= 99 Nights in Logar =

2019 novel by Jamil Jan Kochai

99 Nights in Logar, published January 8, 2019, is the debut novel of Jamil Jan Kochai. The novel is set in Logar, Afghanistan, and is narrated by an Afghan-American boy named Marwand, who recounts the summer he spent in 2005 visiting his parents' hometown. The novel begins "On the Thirty Second Morning" of Marwand's stay.

99 Nights in Logar received wide critical acclaim and Kochai was selected as finalist for the PEN/Hemingway Award for Debut Novel.

== Background ==
While Jamil Jan Kochai was born in an Afghan refugee camp in Peshawar, his family is from Logar, Afghanistan, where the novel is set. The novel is work of fiction, yet Jan Kochai has said in interviews that the novel is loosely inspired by a recurring memory he has from when he was 12, when he and his cousins were chasing the family guard dog – Budabesh – that had escaped.

The book is written in English, though the second to last chapter of the book, immediately before "On the Ninety-Ninth Day", is written entirely in Pashto. The section is said to be about a significant family secret, and Jan Kochai stated, "I wanted to upset this notion that, in order for this story to have value, it needed to be made consumable for an English readership".

The novel includes many embedded narratives, and Jamil Jan Kochai said that he decided to add the tales after reading One Thousand and One Nights, which is a collection of middle eastern folktales compiled during the Islamic Golden Age. Furthermore, Jan Kochai notes that the stories allowed him "to demonstrate the complexity, nuance and depth of life in Afghanistan" while using a traditional oral story-telling style found in Afghanistan.

The novel is widely seen as pertaining to the magical realism genre, and 99 Nights in Logar is defined by Jan Kochai's blend of realism and the fantastic which incorporates Afghan and Islamic tales to root the story in history.

== Plot ==
99 Nights is a coming-of-age story set in Logar, a village in Afghanistan. The book's protagonist is Marwand, a twelve-year-old Afghani-American boy who is visiting Logar over the summer of 2005 with his family. His parents are both from the village, and this is the first time they have been back in over 5 years – since the American invasion of Afghanistan.

The novel follows Marwand, his two younger uncles (Gul and Duwood) and his cousin Zia, as they chase after Budabush, the large dog that guards the family compound. Budabush becomes loose after a fateful encounter with Marwand, who loses his finger after attempting to make amends with the dog, which he threw stones at during his last visit.
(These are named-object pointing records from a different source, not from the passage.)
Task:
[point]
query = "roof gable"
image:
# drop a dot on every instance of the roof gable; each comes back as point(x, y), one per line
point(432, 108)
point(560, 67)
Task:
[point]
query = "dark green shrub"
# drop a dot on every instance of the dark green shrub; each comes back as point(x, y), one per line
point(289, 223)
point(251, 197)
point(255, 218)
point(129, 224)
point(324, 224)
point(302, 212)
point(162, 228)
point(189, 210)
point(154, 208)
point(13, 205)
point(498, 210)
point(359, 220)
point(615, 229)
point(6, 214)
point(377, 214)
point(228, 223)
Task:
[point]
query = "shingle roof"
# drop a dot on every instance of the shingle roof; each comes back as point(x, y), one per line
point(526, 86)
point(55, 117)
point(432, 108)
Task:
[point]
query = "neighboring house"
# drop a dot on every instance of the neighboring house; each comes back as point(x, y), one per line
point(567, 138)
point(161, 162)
Throughout the rest of the story, we follow them as they journey across contemporary Afghanistan. Marwand explores his connection with Afghanistan, his ancestral home, against the backdrop of the US invasion and occupation. They encounter a myriad of things on their journey, from a cobra to a suspected member of the Taliban and several US military helicopters. They also keep themselves entertained by telling each other stories such as the "Tale of the Old Dog" or "The Tale of the Evidence of God's Existence". While some of the tales are traditional folk tales, many center around the US invasion of Afghanistan and the behaviour of soldiers.

The family is also struck by a mysterious and contagious illness which engulfs the household and is only beaten after quarantine and a questionable cure.

== Critical reception ==
Nights in Logar received critical acclaim upon its release in 2020. Beyond leading to Jan Kochai being shortlisted for the PEN/Hemingway award for debut novel, the work also was shortlisted for the DSC Prize for South Asian literature and received favourable reviews from The Guardian, NPR, and The New York Times.